By seeing how the movie is themed, you’ll figure that it doesn’t just stop at challenging our thinking about education, but it flows in the direction of our career viewpoints. And just as cleverly as it does with the education theme, 3 Idiots sets an encouraging tone in telling that we can do what we really want to do, allowing us to shun all the societal expectations and molds shaped for us. “Make your passion your profession,” Rancho said. For him, this sets the ground for a fulfilling career, because when you’re happy with what you’re doing, “work becomes play.” This is not to say, though, that slipping into mediocrity is an option; excellence should always be part of the equation. “Pursue excellence, and success will follow you” is a reminder from Rancho, which I think summarizes the whole point of the movie.
The plot, albeit ultra multilayered, allows us to step back and rethink our choices. This is the movie for the young who are on the road to deciding on their future, but this is also the movie for the not-so-young who yearn for a push and a little reminder. It comes to grips with the usual, not to mention standard, measure of success and brings us all back to the basic of things.
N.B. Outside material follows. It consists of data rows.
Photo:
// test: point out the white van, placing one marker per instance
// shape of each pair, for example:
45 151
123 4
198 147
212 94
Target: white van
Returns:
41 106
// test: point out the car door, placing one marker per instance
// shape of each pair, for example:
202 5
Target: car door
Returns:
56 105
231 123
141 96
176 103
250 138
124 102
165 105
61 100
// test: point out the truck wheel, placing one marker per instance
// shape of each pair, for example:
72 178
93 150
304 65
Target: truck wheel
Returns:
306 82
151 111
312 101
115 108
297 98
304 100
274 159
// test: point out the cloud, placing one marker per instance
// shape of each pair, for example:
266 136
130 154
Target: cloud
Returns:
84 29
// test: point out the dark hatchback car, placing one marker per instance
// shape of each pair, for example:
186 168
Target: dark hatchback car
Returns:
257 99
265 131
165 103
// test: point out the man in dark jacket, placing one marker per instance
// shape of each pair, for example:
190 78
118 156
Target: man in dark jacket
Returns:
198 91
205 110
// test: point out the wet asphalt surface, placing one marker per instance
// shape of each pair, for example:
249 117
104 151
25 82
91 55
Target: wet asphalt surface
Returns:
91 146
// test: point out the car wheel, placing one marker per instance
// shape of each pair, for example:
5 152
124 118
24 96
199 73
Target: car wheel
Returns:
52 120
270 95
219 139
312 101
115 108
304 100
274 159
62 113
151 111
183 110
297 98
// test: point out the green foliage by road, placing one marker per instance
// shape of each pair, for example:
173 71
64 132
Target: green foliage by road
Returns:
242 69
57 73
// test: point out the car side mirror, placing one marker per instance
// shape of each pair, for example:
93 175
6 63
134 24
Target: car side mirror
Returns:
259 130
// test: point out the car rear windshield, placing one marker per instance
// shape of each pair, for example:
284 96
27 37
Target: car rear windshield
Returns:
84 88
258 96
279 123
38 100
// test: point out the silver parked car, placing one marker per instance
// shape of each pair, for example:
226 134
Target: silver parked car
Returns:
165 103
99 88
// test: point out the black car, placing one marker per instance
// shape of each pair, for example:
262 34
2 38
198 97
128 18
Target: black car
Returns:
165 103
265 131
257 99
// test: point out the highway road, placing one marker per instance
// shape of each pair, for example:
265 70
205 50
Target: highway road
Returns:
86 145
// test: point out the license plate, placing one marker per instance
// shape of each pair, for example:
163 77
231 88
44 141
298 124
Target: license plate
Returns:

Headlining a universal yet largely considered impractical core message, 3 Idiots took some risks. But the risks were overshadowed by a solid, light-hearted storytelling such that the movie is not in the least preachy even if it had the potential to be so. It gently talks to your heart, and with your heart you will respond. There lies the magic of the movie.
If you know me and what I’ve been through career-wise, you’ll easily see that 3 Idiots is my personal movie. It resonates with me and kind of affirms that I made the right decision. “Who cares what the world says? I’m gonna do what I think I want to do all my life, even if this means less money, even if this unpopular decision makes me significantly unpopular.” At the end of the day, it’s me who’s going to live with my choices, and ultimately, it’s me who’s going to answer the nagging question “Am I happy?”
For its convincing and powerful cast performances (especially of Indian superstar Aamir Khan playing Rancho), memorable songs, lovely dances, well-organized plot, brilliant script, and genius directing of Rajkumar Hirani, 3 Idiots made hard-to-surpass blockbuster records in India and overseas markets. And for its plot laden with intelligent and valuable messages, it won my heart. I’m in love with it in the way a 16-year-old is with a high school jock. And yes, I’m shamelessly announcing it, ’cause I don’t think it is enough to say it is now officially one of my favorite movies.
Different and enjoyable cinematic experience 3 Idiots is. And unarguably, it is one of the best and most thought-provoking movies in recent history. But I’m hoping that this unbelievably charming masterpiece didn’t only fulfill its entertainment duty but, in its own comical yet heart-tugging way, managed to inspire plenty of viewers to review their choices, pursue what they love, and break free from the uptight and stifling standards.
Why, by the way, were Farhan and Raju looking for Rancho? And where was he? That you have to find out. Find a copy of 3 Idiots or watch it online. I’m sure you’ll love its genius.